Das grün-weiße Gesicht am Sonntag war eine nicht zu übersehende Liebeserklärung. Aber warum um alles in der Welt will Henning Scherf den Werder-Manager Willi Lemke zum Senator „wofür auch immer“ machen? Die Antwort ist ganz schlicht und liegt seit einigen Monaten gedruckt vor: „Mit Henning Scherf verstand er sich glänzend“ – er, der Willi Lemke. Der Satz stammt aus einem Text über die alte politische Freundschaft der beiden. Damals, 1974, war Scherf Landesvorsitzender der SPD und Willi Lemke „Sportplaner“ an der Universität. Sekretär im Parteibüro war Uwe Martin, der gerade zum Ortsamtsleiter in Huchting vorgeschlagen worden ist.

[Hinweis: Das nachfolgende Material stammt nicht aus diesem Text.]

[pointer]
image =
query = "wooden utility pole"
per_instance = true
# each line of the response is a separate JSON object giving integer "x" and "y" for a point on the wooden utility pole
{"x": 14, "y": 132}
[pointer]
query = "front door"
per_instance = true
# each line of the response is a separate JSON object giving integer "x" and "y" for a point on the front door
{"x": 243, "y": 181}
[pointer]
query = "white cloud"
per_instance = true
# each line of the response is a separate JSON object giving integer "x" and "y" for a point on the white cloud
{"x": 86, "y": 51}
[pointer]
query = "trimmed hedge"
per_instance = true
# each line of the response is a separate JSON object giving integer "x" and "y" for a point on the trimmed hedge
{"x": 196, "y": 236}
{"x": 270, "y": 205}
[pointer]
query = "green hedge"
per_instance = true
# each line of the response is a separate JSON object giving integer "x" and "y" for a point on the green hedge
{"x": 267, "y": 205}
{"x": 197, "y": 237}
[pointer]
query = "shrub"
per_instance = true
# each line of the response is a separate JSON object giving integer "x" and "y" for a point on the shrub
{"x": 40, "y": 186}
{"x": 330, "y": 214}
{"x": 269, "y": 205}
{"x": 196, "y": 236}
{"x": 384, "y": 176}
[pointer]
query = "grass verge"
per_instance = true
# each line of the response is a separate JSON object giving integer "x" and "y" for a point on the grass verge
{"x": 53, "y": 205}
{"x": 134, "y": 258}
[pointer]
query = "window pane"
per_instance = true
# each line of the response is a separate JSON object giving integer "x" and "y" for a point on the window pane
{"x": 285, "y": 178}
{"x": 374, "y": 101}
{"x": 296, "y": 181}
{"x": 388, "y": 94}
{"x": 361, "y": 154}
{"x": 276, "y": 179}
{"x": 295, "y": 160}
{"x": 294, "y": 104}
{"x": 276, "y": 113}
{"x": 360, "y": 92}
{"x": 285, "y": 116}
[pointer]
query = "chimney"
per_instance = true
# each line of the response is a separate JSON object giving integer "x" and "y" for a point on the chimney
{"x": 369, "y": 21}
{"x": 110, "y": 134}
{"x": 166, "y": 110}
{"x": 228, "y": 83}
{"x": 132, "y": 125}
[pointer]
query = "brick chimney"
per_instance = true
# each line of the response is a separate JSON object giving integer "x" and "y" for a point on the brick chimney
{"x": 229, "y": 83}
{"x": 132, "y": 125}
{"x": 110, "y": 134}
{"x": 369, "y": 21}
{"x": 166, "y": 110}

Und der Uwe Martin gehörte der falschen Fraktion an, erinnert sich der heutige Verwaltungsrichter Ingo Kramer und Autor des Textes. Martin hatte zwar das Vertrauen derer, für die er arbeitete, aber er gehörte nicht zum SPD-Parteiflügel von Scherf – also war er schnell weg. Und Lemke, der sich mit Scherf „glänzend“ verstand, war da.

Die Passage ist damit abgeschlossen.